La exquisita mixtura tiene como segundo pié a Diego Pérez, un músico versátil que desde los teclados o la guitarra es coautor de una construcción sonora que se genera minuciosamente. Desde sus acordes aparecen los bramidos de la mitología chaqueña, la oscuridad del cielo, el paisaje y sus insectos. Electricidad y canto toba, sonido envolvente y chacarera, milonga, copla, pero nada ajustado a cánones tradicionales.

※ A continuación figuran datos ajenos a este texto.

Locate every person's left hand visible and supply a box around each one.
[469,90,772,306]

Por el contrario, las tramas maquinadas se vuelven viento, estampida de pájaros, quietud del alba, espíritu libre.
En el escenario -acompañados por Lucas Helguero (La Bomba de Tiempo)- deshojaron temas de sus tres discos: “Techo de Paja”, “Plegaria del árbol negro”, algunos clásicos del folclore como “Antiguos dueños de las flechas (Indio Toba)” de Ariel Ramírez y Félix Luna, “Zamba para olvidar” de Daniel Toro o “El cosechero”, de Don Ramón Ayala, versiones en lengua toba como “Cinco siglos igual”, de León, o perlitas como “La Luciérnaga”, dejada para el gran final. En cada una de esas canciones, Tonolec reflejó un Universo propio, un lenguaje particularmente enigmático.
Como si cada una de esas canciones hubiera sido susurrada durante siglos.